Reputation: 423
I would like to use tbl_uvregression function (gtsummary package, R) because it can create univariate regression models holding either a covariate or outcome constant.
In my case, For each outcome, I need one nicely formatted table of univariate regression results containing every variable in the dataframe, except the outcome variable.This works fine if I subset my dataframe to contain only one outcome and the covariates of interest, before passing it to tbl_uvregression function.
However, I need help to figure out how to automate this process as I have many outcome variables and for each outcome variable, I want to produce one table of univariate regression using the same set of covariates - but not include the other outcome variables - and also label the tables so as to keep track of which table belongs to which outcome variable.
How do I do this?
# Libraries
library(gtsummary)
library(tidyverse)
# Data as well as a few artificial variables
data("iris")
my_iris <- as.data.frame(iris)
my_iris$out1 <- sample(c(0,1), 150, replace = TRUE)
my_iris$out2 <- sample(c(0,1), 150, replace = TRUE)
my_iris$out3 <- sample(c(0,1), 150, replace = TRUE)
# Extra variables below to simulate that the dataframe has extra covariates,
# hence need to select those of interest.
my_iris$x1 <- sample(c(1:12), 150, replace = TRUE)
my_iris$x2 <- sample(c(50:100), 150, replace = TRUE)
my_iris$x3 <- sample(c(18:100), 150, replace = TRUE)
# List of outcome(*outcome*) and predictor(*preds*) variables I need to run univariate logistic regressions for.

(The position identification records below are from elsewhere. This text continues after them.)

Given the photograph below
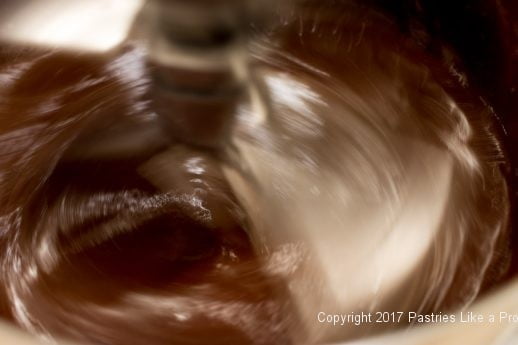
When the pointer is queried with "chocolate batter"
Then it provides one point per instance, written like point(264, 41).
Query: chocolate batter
point(92, 251)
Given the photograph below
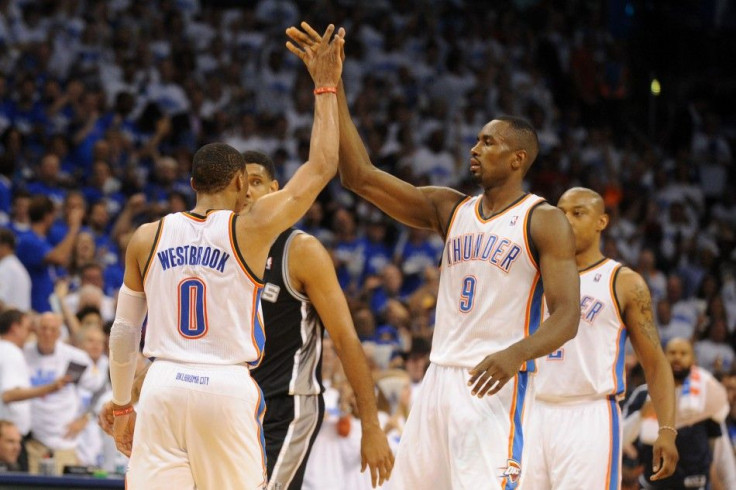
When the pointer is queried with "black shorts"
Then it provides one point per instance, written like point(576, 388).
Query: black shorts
point(289, 439)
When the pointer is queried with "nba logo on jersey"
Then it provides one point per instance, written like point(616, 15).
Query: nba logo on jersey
point(512, 471)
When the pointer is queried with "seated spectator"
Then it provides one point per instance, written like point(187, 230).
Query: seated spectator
point(10, 445)
point(713, 351)
point(55, 419)
point(15, 283)
point(39, 256)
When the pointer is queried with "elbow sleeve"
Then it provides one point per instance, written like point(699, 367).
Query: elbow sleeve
point(125, 338)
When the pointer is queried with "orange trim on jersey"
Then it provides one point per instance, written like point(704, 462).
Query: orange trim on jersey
point(254, 323)
point(197, 218)
point(259, 421)
point(500, 213)
point(526, 237)
point(512, 431)
point(454, 214)
point(529, 300)
point(612, 288)
point(594, 266)
point(236, 254)
point(610, 447)
point(153, 251)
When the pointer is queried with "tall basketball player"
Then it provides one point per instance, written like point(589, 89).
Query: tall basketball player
point(465, 427)
point(192, 273)
point(575, 434)
point(300, 299)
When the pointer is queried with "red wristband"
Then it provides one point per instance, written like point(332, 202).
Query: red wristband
point(325, 90)
point(122, 411)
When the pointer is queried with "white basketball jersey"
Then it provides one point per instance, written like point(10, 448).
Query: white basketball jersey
point(592, 364)
point(204, 303)
point(490, 292)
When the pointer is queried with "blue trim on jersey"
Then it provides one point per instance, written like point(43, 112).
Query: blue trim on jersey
point(259, 332)
point(614, 481)
point(620, 375)
point(535, 318)
point(517, 446)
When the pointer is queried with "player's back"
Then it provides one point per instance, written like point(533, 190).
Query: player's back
point(490, 293)
point(591, 365)
point(204, 303)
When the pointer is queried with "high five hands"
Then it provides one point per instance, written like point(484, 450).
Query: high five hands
point(322, 55)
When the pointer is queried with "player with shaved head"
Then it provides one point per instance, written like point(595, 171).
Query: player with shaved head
point(575, 434)
point(501, 245)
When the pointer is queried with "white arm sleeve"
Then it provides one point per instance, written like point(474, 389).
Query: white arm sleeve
point(125, 338)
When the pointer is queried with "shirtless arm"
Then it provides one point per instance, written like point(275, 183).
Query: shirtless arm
point(636, 304)
point(275, 212)
point(312, 271)
point(553, 238)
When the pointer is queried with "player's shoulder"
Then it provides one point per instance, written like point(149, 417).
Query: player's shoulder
point(305, 247)
point(629, 281)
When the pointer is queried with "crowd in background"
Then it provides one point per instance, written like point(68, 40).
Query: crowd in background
point(102, 105)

outcome <- c("out1", "out2", "out3") # have a long list, but this is sufficient for demo
preds <- c("Species", "Sepal.Length", "Sepal.Width", "Petal.Length", "Petal.Width") # same here
# To produce a nicely formatted table for a single outcome I can do:
my_iris %>%
dplyr::select(outcome[1], all_of(preds)) %>%
tbl_uvregression(method = glm,
y = outcome[1],
method.args = list(family = binomial),
exponentiate = TRUE) %>%
bold_labels() %>% modify_caption(paste("Univariate Regression Model with", outcome[1], "as Outcome", sep = " "))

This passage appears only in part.